What are the advance tax rules for NRIs with Indian income?
Non-Resident Indians (NRIs) face specific advance tax rules for their Indian-sourced income. Here’s what you need to know:
Key Provisions:
- Advance tax applies to all Indian-sourced income (regardless of residential status)
- Due dates remain the same (June 15, Sep 15, Dec 15, Mar 15)
- No basic exemption limit for NRIs (tax starts from ₹1)

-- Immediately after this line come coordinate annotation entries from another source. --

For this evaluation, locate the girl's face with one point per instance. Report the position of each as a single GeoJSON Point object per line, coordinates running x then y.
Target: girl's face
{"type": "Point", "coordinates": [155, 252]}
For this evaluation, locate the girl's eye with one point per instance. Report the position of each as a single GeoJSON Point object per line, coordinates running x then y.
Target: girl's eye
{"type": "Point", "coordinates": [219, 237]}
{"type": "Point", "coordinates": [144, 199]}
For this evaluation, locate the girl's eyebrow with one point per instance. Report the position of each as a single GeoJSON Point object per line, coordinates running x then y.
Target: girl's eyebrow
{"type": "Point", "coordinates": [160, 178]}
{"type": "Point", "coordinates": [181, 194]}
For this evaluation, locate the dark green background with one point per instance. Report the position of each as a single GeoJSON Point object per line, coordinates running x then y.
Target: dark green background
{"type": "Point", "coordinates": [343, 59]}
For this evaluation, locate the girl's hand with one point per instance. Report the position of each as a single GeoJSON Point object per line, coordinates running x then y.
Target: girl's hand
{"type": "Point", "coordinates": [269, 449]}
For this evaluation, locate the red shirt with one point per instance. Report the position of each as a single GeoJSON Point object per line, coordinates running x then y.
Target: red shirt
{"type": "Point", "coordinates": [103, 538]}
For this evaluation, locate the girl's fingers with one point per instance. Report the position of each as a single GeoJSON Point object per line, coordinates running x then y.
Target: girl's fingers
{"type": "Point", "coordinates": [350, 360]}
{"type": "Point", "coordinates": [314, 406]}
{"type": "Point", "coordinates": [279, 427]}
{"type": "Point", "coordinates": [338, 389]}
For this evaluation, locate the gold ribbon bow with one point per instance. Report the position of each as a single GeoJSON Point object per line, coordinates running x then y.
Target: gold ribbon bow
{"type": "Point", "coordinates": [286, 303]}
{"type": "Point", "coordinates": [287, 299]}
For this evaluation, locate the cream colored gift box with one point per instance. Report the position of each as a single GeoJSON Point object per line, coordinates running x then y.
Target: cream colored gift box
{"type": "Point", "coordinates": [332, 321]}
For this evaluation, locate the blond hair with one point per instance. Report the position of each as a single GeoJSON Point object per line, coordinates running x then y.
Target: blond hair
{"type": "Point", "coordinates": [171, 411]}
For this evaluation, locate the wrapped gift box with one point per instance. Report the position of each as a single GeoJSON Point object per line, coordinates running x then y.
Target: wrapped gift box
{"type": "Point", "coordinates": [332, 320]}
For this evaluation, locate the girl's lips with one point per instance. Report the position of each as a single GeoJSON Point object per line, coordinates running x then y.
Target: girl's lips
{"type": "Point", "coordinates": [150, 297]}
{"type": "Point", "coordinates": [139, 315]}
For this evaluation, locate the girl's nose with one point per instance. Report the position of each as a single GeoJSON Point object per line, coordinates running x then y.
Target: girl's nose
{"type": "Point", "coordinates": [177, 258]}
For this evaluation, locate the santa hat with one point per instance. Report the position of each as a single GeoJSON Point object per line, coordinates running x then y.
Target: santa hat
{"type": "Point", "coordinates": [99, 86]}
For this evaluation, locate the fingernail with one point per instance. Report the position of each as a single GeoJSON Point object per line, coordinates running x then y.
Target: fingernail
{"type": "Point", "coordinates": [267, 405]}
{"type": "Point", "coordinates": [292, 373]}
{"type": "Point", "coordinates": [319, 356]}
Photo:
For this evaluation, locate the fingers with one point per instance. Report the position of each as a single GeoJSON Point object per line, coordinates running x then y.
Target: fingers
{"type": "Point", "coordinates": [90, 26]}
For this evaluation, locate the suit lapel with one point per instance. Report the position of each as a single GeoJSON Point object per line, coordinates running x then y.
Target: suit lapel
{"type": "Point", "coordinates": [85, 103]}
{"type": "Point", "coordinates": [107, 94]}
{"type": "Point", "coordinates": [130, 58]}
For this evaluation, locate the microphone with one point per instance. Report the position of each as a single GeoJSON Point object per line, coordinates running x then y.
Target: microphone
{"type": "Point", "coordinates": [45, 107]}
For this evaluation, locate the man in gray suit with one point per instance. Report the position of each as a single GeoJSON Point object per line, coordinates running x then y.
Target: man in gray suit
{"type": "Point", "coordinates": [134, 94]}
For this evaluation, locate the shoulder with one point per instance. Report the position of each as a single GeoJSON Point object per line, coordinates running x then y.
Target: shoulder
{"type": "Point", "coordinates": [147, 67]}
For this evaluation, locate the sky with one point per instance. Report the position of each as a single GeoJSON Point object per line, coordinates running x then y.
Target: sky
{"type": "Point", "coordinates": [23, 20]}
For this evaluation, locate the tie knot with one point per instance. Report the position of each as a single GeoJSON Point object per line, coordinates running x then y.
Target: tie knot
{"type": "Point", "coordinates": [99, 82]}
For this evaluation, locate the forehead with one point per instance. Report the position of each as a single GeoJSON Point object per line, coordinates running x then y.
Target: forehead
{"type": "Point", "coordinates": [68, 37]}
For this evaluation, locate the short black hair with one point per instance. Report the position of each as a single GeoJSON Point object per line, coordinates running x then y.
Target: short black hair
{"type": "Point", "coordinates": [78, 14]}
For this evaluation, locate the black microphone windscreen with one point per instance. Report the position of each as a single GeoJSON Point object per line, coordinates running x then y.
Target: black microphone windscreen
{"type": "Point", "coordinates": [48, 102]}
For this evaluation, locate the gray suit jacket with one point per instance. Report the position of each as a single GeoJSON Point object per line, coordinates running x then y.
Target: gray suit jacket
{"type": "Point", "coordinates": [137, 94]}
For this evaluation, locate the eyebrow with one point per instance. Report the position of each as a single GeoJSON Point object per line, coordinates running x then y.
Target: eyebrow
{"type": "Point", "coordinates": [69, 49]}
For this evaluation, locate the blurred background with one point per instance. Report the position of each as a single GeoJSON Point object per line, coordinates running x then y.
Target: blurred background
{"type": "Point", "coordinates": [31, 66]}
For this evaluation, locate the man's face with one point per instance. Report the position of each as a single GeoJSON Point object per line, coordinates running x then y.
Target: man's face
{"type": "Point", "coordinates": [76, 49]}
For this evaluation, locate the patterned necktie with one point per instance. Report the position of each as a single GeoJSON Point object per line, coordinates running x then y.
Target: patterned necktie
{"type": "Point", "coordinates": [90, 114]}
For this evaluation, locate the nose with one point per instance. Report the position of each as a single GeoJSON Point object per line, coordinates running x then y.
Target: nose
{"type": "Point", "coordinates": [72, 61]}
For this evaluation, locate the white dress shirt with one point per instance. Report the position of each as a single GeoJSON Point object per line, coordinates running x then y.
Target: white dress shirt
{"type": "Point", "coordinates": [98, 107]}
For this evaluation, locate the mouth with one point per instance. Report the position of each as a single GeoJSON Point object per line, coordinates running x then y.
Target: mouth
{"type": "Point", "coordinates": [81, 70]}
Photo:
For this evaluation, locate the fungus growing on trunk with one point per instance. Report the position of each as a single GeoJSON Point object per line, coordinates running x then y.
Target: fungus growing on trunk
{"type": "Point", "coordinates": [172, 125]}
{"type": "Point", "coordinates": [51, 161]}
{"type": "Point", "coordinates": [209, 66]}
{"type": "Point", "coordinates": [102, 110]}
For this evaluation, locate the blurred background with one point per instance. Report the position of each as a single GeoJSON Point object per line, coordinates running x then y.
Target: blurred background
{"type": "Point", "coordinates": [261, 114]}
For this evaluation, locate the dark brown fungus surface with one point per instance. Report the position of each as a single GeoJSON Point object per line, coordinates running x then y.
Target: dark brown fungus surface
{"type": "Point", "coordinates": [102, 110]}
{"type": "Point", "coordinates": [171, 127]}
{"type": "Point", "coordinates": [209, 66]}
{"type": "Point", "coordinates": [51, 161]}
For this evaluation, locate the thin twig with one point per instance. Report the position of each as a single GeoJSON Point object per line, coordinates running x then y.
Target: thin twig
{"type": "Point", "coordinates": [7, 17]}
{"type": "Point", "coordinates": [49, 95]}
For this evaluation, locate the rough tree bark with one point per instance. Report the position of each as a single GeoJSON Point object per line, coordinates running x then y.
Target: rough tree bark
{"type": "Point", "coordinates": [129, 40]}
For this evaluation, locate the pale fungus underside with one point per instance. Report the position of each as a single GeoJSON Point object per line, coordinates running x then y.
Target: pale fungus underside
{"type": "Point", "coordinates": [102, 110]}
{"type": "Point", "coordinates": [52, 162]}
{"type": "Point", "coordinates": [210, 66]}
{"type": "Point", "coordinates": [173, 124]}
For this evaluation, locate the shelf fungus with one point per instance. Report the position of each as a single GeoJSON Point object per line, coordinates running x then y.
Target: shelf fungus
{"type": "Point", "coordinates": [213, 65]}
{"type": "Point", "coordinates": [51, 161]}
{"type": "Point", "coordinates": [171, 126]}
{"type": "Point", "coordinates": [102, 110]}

- Tax rates are same as residents (with some exceptions)
Income Types Covered:
| Income Source | Tax Treatment | Advance Tax Applicable |
|---|---|---|
| Rental Income | 30% standard deduction, taxed at slab rates | Yes |
| Interest Income | Taxed at slab rates (TDS @30% for NRE/NRO) | Yes (on net after TDS) |
| Capital Gains | STCG/LTCG rules same as residents | Yes (in year of sale) |
| Dividend Income | Taxed at slab rates (TDS @20%) | Yes (on net after TDS) |
| Salary (if any) | Standard deductions apply | Only if TDS insufficient |
Special Considerations:
- Double Taxation Avoidance:
- India has DTAA with 90+ countries
- Can claim foreign tax credit in residence country
- Submit Tax Residency Certificate (TRC) to avail DTAA benefits
- TDS Challenges:
- Banks deduct 30% TDS on NRO interest (can claim refund)

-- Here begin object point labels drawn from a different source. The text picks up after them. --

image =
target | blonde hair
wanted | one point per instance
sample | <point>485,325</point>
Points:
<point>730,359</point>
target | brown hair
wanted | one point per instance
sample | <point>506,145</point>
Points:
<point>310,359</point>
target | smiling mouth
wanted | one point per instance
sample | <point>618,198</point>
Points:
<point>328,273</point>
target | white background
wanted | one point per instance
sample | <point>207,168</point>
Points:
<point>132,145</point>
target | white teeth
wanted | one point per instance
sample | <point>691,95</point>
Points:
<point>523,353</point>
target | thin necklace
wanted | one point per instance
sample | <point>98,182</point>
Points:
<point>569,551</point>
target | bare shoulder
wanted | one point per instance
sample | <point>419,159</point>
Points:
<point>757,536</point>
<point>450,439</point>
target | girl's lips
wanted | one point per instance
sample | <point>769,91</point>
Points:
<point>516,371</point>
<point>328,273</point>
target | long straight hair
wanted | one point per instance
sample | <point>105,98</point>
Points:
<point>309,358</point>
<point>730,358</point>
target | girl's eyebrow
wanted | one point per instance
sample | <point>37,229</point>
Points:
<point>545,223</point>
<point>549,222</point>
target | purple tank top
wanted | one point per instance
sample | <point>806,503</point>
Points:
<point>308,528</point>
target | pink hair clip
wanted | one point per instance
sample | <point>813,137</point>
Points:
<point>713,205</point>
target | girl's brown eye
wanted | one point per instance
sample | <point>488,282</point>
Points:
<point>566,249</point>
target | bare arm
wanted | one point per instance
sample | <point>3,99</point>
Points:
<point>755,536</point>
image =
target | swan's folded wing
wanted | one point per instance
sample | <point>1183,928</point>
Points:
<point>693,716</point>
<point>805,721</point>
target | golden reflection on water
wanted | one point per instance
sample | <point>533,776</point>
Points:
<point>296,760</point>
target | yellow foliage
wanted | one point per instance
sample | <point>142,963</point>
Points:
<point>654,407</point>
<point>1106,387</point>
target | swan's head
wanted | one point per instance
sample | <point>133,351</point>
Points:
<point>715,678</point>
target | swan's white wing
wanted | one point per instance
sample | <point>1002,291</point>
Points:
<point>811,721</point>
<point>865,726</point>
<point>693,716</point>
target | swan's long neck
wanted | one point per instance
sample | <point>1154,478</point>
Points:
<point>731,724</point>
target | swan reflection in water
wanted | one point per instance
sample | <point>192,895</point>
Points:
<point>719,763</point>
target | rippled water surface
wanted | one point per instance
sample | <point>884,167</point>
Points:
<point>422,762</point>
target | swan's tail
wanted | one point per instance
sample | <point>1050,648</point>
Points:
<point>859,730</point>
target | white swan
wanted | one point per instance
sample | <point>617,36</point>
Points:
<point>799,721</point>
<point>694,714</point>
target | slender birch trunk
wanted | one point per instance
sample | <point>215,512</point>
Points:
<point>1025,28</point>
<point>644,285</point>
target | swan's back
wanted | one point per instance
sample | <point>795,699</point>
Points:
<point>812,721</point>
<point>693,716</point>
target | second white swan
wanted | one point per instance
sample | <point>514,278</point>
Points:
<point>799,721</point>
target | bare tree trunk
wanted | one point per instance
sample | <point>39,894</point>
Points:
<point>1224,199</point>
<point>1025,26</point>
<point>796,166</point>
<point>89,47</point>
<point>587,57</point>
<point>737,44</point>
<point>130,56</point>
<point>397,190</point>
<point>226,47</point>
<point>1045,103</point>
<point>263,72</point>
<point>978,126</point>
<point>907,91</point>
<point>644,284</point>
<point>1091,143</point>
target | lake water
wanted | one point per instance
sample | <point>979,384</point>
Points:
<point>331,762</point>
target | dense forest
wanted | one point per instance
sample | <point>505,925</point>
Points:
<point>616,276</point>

- Tenant deducts 30% TDS on rent (Form 15CA/CB required for remittance)
- Payment Process:
- Can pay online from overseas using international credit card
- Or authorize a representative in India to pay
- Use the same IT portal as residents
- Documentation:
- Maintain proof of foreign income/taxes
- Keep NRO/NRE bank statements
- Property documents for rental income
Example Calculation:
Profile: NRI in UAE with:
- NRO FD interest: ₹5,00,000 (TDS ₹1,50,000)

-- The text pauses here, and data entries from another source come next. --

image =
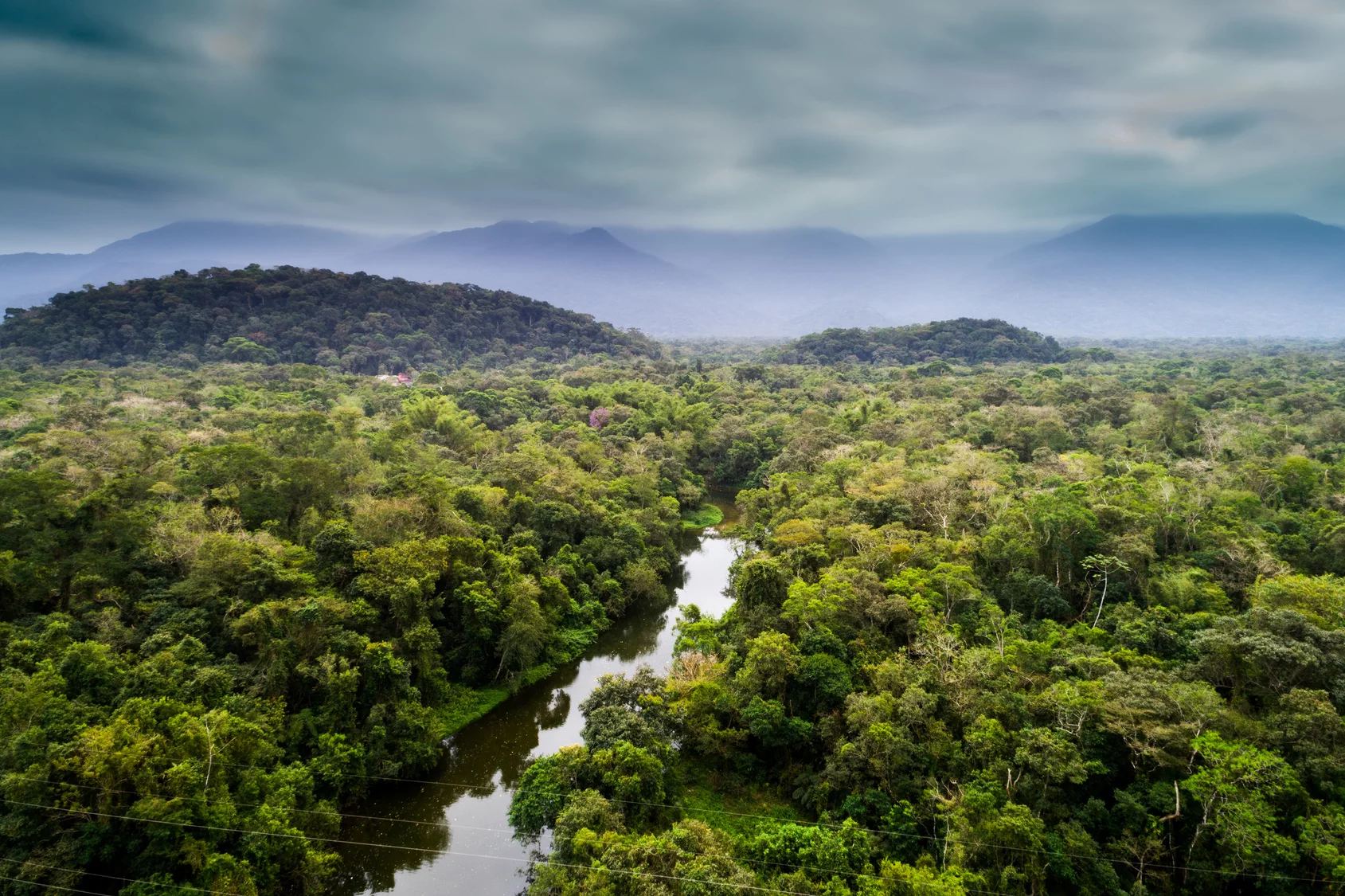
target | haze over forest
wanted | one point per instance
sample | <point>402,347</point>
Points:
<point>671,448</point>
<point>1122,276</point>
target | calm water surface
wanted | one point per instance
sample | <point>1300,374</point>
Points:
<point>464,843</point>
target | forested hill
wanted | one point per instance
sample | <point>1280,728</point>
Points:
<point>359,323</point>
<point>966,339</point>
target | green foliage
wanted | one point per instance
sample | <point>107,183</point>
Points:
<point>964,339</point>
<point>218,619</point>
<point>1038,628</point>
<point>359,323</point>
<point>1056,624</point>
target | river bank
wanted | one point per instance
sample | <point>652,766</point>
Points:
<point>451,833</point>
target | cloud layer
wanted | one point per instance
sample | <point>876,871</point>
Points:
<point>921,116</point>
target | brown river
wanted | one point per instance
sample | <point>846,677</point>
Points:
<point>463,843</point>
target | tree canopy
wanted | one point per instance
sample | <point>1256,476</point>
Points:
<point>355,323</point>
<point>964,339</point>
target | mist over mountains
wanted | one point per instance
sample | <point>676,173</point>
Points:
<point>1263,275</point>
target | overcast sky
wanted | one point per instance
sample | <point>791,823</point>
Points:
<point>872,116</point>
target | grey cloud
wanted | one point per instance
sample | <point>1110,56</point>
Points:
<point>1259,37</point>
<point>876,117</point>
<point>1218,125</point>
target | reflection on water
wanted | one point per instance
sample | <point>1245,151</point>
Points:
<point>464,843</point>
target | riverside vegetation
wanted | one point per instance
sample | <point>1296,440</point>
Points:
<point>1016,628</point>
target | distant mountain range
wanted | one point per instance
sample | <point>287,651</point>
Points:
<point>1122,276</point>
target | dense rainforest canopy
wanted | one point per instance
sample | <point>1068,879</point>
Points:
<point>966,339</point>
<point>355,323</point>
<point>1072,626</point>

- Rental income: ₹6,00,000 (after 30% deduction)
- Capital gains: ₹8,00,000 (LTCG on property)
Tax Calculation:
Total Income: ₹5,00,000 + ₹6,00,000 + ₹8,00,000 = ₹19,00,000
Less: Basic exemption (NRI gets none) = ₹19,00,000
Tax:
- Up to ₹2,50,000: Nil
- ₹2,50,001-₹5,00,000: ₹12,500 (5%)
- ₹5,00,001-₹10,00,000: ₹1,00,000 (20%)
- ₹10,00,001-₹19,00,000: ₹2,70,000 (30%)
Total Tax: ₹3,82,500
Less TDS: ₹1,50,000
Net Advance Tax: ₹2,32,500
Add Cess (4%): ₹9,300
Total to Pay: ₹2,41,800
Installment Schedule:
June 15: ₹36,270 (15%)
Sep 15: ₹1,08,810 (45%)
Dec 15: ₹1,81,350 (75%)
Mar 15: ₹2,41,800 (100%)
DTAA Benefit: If UAE resident, can claim tax credit in UAE for Indian taxes paid (subject to UAE tax laws).
Remittance Note: To repatriate funds after tax, submit Form 15CA (self-declaration) and Form 15CB (CA certificate) to your bank.